II. The function of molecular motor proteins in chromosome segregation
Chromosomal instability (CIN), i.e. the unequal segregation of the genome during mitosis, can result in aneuploidy, a hallmark of most solid tumors. Thus, the integrity and development of each eukaryotic organism is intimately tied to an error free process of mitotic chromosome segregation and cells have evolved complex mechanisms to accomplish this challenging task. Within this context, we are particular interested in the alignment of chromosomes at the spindle equator and the function of the mitotic kinesin Kif18A in this process.
Kif18A belongs to the kinesin-8 family and is characterized by its unique ability to not only move along microtubules but also to modulate their dynamic behavior once it reaches the plus-ends of kinetochore microtubules. Depletion of Kif18A in HeLa cells results in severe mitotic defects with misaligned chromosomes and elongated spindle phenotypes. To dissect the function of Kif18A at distinct mitotic stages, we performed a protein-based screen to identify small molecule inhibitors of Kif18A. These studies yielded in the identification of BTB-1, a small molecule that inhibits the ATPase activity of Kif18A in a reversible and ATP competitive manner.

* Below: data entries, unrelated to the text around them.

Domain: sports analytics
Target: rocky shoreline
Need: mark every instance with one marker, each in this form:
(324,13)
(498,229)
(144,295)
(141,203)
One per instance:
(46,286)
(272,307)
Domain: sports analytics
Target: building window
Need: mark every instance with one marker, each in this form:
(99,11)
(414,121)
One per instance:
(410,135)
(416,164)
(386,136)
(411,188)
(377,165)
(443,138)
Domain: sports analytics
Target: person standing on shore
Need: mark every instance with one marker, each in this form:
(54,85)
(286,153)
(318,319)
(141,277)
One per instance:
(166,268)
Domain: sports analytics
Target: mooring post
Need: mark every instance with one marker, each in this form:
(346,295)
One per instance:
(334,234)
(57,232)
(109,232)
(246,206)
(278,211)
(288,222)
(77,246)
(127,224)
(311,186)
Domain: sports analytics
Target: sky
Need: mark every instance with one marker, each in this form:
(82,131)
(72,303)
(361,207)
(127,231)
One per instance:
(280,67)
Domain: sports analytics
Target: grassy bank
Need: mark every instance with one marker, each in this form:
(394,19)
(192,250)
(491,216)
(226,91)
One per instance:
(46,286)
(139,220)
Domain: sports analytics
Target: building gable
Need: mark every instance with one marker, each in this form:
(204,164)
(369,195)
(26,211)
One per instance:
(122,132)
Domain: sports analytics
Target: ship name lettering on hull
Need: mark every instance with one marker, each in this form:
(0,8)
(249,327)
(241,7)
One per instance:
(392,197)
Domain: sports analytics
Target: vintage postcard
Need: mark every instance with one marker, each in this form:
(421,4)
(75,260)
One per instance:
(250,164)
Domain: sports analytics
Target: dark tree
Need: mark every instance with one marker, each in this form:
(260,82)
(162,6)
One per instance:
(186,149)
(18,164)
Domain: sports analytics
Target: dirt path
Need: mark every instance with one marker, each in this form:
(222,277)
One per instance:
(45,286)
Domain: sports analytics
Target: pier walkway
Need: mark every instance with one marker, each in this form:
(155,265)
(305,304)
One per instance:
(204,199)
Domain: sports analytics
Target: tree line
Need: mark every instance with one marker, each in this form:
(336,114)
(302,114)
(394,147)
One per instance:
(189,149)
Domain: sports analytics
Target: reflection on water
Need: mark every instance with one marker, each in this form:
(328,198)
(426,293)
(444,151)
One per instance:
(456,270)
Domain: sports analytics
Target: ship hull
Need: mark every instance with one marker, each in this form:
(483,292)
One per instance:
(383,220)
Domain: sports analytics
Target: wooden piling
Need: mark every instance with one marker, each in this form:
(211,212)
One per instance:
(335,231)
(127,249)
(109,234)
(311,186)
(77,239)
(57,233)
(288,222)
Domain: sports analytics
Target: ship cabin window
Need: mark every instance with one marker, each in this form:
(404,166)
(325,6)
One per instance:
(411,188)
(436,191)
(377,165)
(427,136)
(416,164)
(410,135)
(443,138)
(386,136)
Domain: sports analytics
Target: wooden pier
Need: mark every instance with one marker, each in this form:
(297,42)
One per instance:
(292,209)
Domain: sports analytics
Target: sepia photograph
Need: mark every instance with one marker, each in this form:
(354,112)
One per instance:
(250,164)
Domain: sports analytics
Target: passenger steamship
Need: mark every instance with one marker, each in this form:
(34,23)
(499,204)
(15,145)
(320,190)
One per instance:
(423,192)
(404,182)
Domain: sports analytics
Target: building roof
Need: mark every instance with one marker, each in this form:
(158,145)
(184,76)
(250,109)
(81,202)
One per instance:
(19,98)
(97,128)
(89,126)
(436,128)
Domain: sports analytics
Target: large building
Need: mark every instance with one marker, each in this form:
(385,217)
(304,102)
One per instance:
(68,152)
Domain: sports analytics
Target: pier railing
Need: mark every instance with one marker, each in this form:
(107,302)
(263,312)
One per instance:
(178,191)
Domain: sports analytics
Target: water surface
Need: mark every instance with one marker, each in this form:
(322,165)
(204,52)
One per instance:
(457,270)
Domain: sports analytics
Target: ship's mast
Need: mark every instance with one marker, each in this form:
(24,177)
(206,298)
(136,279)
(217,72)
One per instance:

Currently, we are further optimizing the chemical properties of BTB-1. In future studies, we plan to combine BTB-1 with time-resolved fluorescence microscopy to analyze the function of Kif18A in late mitosis.
The key function of Kif18A in chromosome congression suggests that the activity of Kif18A has to be tightly controlled during mitotic progression to ensure the precise positioning of chromosomes at the spindle equator. To gain insights into the underlying regulatory mechanisms, we are currently combining biochemical in vitro studies with mass spectrometry and live cell microscopy analyses. These combined approaches already revealed that Kif18A is subject to a complex regulatory network of posttranslational modifications.
Model of the antagonistic regulation of Kif18A by Cdk1 and PP1, for details see
Future studies will reveal how the different modifications adjust Kif18A function to the requirements of distinct mitotic stages and how these modifications impact the mechanochemical properties of Kif18A.